Engineers like complex problem-solving, but taking a long time to understand or build something simple is frustrating and bad for morale. This is a related but distinct point to the first one above; software engineering is a uniquely human discipline where keeping your employees happy is very important (because churn is so expensive for businesses and it's nice to not want to quit your job, etc.) so if someone wants to deviate from principles, and has a good reason, it's potentially worth hearing them out.
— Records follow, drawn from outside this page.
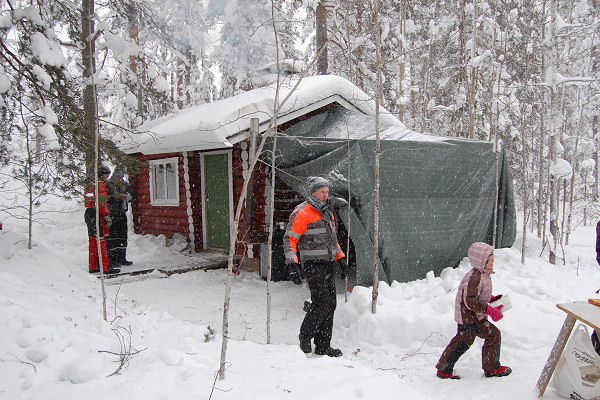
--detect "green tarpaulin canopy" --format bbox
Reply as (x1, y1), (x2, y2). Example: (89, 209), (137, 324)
(265, 107), (516, 285)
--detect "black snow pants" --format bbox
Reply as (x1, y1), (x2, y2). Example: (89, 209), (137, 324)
(106, 211), (127, 267)
(436, 319), (500, 374)
(300, 260), (337, 350)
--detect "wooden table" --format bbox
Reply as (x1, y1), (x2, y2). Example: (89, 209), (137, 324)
(536, 301), (600, 397)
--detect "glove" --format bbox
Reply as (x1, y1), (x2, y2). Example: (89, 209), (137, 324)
(488, 294), (502, 303)
(288, 263), (302, 285)
(337, 258), (348, 279)
(485, 305), (504, 322)
(104, 214), (112, 229)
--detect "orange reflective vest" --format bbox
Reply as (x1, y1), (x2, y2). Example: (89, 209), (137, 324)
(83, 181), (108, 216)
(283, 200), (345, 264)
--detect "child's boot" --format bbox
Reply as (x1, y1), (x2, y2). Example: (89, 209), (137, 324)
(485, 366), (512, 378)
(436, 369), (460, 379)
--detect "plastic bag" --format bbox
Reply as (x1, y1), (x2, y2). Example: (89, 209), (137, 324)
(490, 294), (512, 314)
(551, 324), (600, 400)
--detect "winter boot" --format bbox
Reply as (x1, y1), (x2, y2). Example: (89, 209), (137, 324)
(104, 268), (121, 275)
(315, 347), (343, 357)
(485, 366), (512, 378)
(298, 334), (312, 354)
(302, 300), (312, 312)
(436, 369), (460, 379)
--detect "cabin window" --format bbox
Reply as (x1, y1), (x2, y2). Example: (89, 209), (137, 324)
(150, 157), (179, 206)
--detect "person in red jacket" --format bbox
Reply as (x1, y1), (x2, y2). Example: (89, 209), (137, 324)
(436, 242), (512, 379)
(83, 165), (121, 274)
(283, 177), (348, 357)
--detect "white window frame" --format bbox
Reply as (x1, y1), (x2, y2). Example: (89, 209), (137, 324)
(148, 157), (179, 207)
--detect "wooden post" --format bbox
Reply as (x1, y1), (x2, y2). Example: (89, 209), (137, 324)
(244, 118), (258, 243)
(536, 314), (576, 397)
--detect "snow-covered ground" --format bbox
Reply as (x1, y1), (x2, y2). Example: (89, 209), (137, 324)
(0, 200), (600, 400)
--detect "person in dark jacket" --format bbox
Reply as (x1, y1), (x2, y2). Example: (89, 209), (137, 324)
(83, 165), (121, 274)
(283, 177), (348, 357)
(106, 169), (133, 267)
(436, 242), (512, 379)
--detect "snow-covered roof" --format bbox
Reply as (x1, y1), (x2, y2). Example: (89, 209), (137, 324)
(119, 75), (444, 154)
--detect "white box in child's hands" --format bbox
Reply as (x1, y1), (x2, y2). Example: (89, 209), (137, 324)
(490, 294), (512, 314)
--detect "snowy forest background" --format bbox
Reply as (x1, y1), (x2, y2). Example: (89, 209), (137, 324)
(0, 0), (600, 262)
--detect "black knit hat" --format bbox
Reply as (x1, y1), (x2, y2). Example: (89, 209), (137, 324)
(308, 176), (331, 194)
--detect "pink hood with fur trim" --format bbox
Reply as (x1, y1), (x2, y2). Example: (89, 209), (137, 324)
(454, 242), (494, 325)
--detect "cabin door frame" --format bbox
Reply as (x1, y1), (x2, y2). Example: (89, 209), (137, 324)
(200, 150), (233, 251)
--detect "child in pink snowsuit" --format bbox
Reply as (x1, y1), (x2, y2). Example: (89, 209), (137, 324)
(436, 242), (512, 379)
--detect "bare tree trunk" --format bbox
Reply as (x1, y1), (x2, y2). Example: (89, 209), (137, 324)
(127, 1), (144, 118)
(398, 0), (408, 122)
(548, 0), (559, 264)
(420, 0), (438, 133)
(565, 89), (585, 245)
(537, 0), (546, 242)
(81, 0), (106, 321)
(316, 0), (328, 75)
(371, 0), (383, 314)
(468, 0), (479, 139)
(81, 0), (96, 173)
(344, 121), (352, 303)
(264, 0), (281, 344)
(592, 115), (600, 201)
(520, 104), (529, 265)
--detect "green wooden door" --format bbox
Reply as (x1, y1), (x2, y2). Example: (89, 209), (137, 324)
(204, 154), (230, 249)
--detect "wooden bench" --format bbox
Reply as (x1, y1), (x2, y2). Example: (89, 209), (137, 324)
(536, 301), (600, 397)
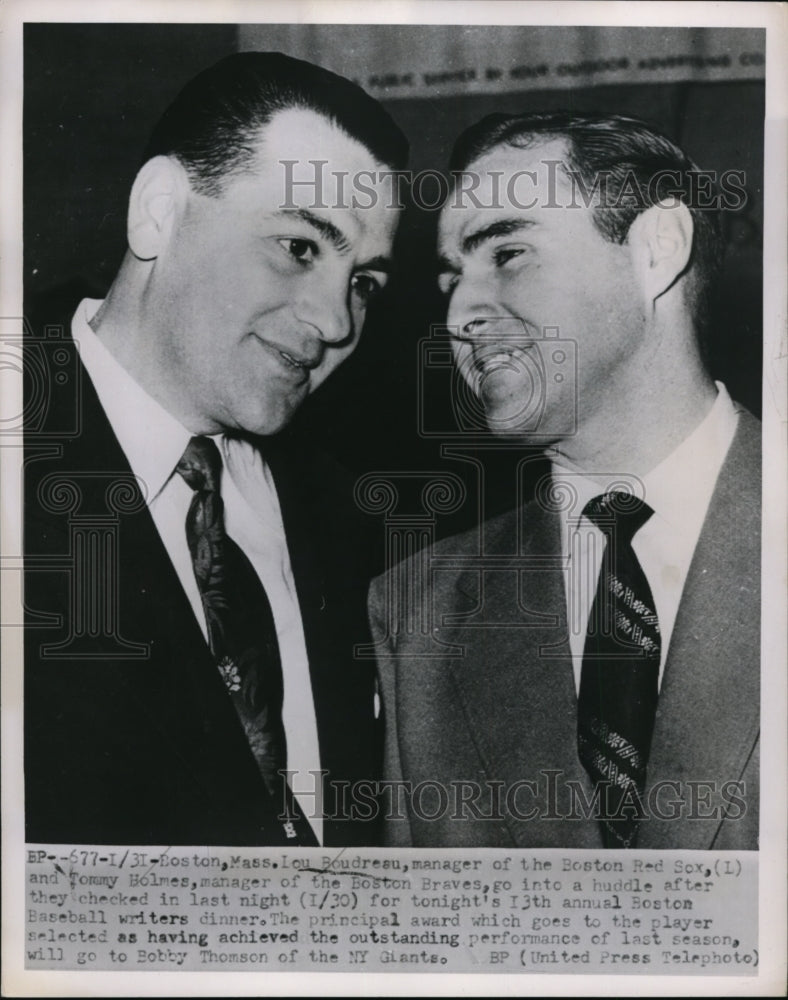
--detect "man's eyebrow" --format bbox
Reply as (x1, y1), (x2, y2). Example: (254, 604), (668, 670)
(462, 219), (537, 253)
(356, 254), (391, 274)
(438, 254), (460, 274)
(276, 208), (350, 253)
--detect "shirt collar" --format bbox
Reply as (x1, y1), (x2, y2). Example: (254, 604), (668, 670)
(71, 299), (192, 505)
(552, 382), (738, 548)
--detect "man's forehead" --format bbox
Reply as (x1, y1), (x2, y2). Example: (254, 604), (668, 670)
(440, 137), (569, 242)
(258, 107), (376, 166)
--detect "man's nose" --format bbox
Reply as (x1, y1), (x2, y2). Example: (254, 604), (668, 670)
(297, 273), (353, 344)
(446, 278), (501, 340)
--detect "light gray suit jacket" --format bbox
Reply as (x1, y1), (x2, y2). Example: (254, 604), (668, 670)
(370, 411), (761, 850)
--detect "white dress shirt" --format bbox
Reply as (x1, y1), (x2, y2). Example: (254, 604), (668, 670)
(72, 299), (323, 844)
(552, 382), (738, 691)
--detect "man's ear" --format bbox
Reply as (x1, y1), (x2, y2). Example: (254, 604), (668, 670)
(126, 156), (186, 260)
(628, 200), (694, 306)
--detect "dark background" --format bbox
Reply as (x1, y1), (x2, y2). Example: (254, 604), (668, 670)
(24, 24), (764, 534)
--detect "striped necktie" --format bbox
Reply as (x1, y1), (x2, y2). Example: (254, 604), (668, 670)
(577, 492), (661, 848)
(176, 437), (315, 844)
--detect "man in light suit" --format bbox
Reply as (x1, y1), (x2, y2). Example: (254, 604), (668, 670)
(25, 53), (407, 845)
(371, 113), (761, 849)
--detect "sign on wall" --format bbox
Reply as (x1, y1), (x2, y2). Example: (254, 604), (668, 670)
(239, 24), (765, 100)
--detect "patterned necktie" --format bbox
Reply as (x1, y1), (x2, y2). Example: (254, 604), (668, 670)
(577, 493), (661, 848)
(177, 437), (314, 842)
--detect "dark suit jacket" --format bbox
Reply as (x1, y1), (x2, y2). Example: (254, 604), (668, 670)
(370, 412), (761, 849)
(24, 322), (379, 845)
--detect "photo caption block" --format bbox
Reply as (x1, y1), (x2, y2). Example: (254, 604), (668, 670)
(25, 844), (758, 976)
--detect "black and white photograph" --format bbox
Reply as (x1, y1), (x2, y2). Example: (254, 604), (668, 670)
(0, 2), (788, 996)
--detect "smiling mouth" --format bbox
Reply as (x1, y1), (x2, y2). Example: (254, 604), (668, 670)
(473, 340), (535, 374)
(254, 334), (322, 379)
(276, 348), (317, 372)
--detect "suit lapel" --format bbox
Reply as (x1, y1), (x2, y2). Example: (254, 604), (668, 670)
(451, 503), (598, 847)
(639, 414), (760, 849)
(52, 356), (276, 819)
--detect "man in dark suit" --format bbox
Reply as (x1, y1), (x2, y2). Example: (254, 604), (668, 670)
(371, 113), (761, 849)
(25, 53), (407, 845)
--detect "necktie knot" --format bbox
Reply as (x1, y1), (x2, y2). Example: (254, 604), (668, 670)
(175, 436), (222, 493)
(583, 490), (654, 541)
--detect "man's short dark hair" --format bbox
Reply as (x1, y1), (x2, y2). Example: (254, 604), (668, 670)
(449, 111), (723, 328)
(143, 52), (408, 196)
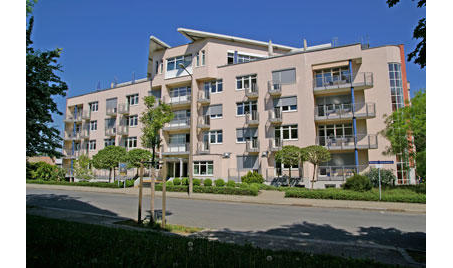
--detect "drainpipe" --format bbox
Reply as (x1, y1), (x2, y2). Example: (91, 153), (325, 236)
(349, 60), (359, 173)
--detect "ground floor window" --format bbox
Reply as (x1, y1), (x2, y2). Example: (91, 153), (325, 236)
(193, 161), (214, 176)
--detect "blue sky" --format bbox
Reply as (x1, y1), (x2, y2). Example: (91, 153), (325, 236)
(32, 0), (426, 134)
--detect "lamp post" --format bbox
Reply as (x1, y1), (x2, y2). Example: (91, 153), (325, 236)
(178, 63), (194, 197)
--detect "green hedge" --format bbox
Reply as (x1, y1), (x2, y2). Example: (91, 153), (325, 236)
(25, 214), (393, 268)
(285, 188), (426, 204)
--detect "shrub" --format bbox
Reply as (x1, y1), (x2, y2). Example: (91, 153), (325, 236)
(363, 168), (396, 187)
(241, 171), (264, 183)
(227, 180), (236, 187)
(192, 179), (201, 186)
(203, 179), (212, 186)
(343, 174), (373, 192)
(173, 178), (181, 185)
(214, 179), (225, 187)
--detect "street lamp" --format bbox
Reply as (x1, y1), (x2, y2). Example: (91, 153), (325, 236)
(178, 63), (194, 197)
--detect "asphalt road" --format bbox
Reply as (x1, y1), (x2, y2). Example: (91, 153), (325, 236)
(26, 188), (426, 251)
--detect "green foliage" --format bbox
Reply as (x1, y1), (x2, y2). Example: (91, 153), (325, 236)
(173, 178), (181, 185)
(203, 179), (212, 186)
(241, 171), (264, 183)
(363, 168), (396, 187)
(25, 15), (68, 158)
(343, 174), (373, 192)
(214, 179), (225, 187)
(226, 180), (236, 187)
(192, 179), (201, 186)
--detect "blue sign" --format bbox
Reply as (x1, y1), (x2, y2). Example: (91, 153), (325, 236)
(368, 160), (393, 164)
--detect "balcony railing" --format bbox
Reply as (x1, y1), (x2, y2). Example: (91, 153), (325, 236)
(269, 138), (283, 152)
(116, 125), (129, 136)
(316, 134), (378, 150)
(163, 117), (190, 131)
(315, 102), (376, 120)
(245, 111), (260, 126)
(267, 81), (282, 97)
(313, 72), (374, 91)
(197, 115), (211, 129)
(245, 83), (259, 99)
(317, 165), (368, 182)
(118, 103), (130, 114)
(269, 108), (283, 124)
(105, 127), (116, 136)
(162, 143), (190, 155)
(245, 139), (260, 153)
(198, 90), (211, 104)
(197, 142), (210, 154)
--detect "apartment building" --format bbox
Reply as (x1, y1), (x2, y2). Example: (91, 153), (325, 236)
(63, 28), (414, 188)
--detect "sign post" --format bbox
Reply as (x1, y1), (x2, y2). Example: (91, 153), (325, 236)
(368, 160), (393, 201)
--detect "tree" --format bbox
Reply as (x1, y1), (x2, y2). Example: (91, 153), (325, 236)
(275, 145), (304, 187)
(92, 145), (126, 182)
(301, 145), (330, 189)
(25, 0), (68, 157)
(379, 90), (426, 179)
(387, 0), (426, 69)
(74, 155), (93, 180)
(126, 148), (153, 176)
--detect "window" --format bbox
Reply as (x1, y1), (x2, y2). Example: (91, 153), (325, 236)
(127, 115), (138, 127)
(126, 94), (138, 105)
(203, 130), (223, 144)
(88, 101), (98, 112)
(204, 79), (223, 93)
(236, 101), (258, 115)
(90, 120), (98, 130)
(236, 74), (256, 90)
(89, 140), (96, 151)
(125, 137), (137, 148)
(193, 161), (214, 176)
(167, 55), (192, 71)
(104, 138), (115, 147)
(389, 63), (404, 111)
(275, 125), (298, 140)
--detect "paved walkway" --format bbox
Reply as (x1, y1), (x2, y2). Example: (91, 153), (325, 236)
(26, 183), (426, 214)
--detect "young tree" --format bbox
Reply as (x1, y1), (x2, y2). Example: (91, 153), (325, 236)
(25, 3), (68, 157)
(275, 145), (304, 187)
(301, 145), (330, 189)
(92, 145), (126, 182)
(126, 148), (153, 176)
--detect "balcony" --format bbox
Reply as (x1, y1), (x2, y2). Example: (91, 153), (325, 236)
(197, 142), (210, 154)
(245, 139), (260, 153)
(162, 142), (190, 155)
(82, 110), (91, 120)
(269, 138), (283, 152)
(164, 92), (192, 108)
(197, 90), (211, 105)
(317, 165), (368, 182)
(105, 107), (117, 116)
(116, 125), (129, 136)
(245, 83), (259, 99)
(118, 103), (130, 114)
(63, 113), (82, 123)
(105, 127), (116, 137)
(269, 108), (283, 125)
(316, 134), (378, 151)
(162, 117), (190, 131)
(197, 115), (211, 129)
(267, 81), (282, 97)
(313, 72), (374, 95)
(245, 111), (260, 126)
(315, 102), (376, 122)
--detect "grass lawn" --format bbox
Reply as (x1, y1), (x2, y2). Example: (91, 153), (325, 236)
(26, 214), (394, 267)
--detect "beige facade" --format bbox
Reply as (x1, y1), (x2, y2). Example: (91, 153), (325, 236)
(63, 28), (414, 188)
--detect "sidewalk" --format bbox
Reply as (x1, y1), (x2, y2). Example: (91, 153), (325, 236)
(26, 183), (426, 214)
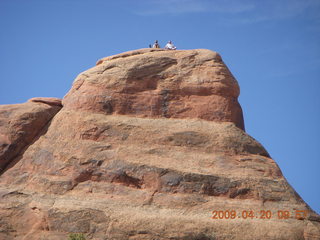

If abstraction reduces the amount of changes you need to make to the codebase when an external service changes or is switched out, for example, then it is justifiable. However, the future benefit that may be realized if that service does change must be weighed against the amount of added time and complexity it takes to wrap those external service calls in abstractions in the first place. If the service is controlled in-house or extremely unlikely to change, or if the abstraction would cause a great increase in complexity, it may not be worth it—developers may take more time putting it together and wrangling it in peacetime before the service actually changes and it's time to go to war.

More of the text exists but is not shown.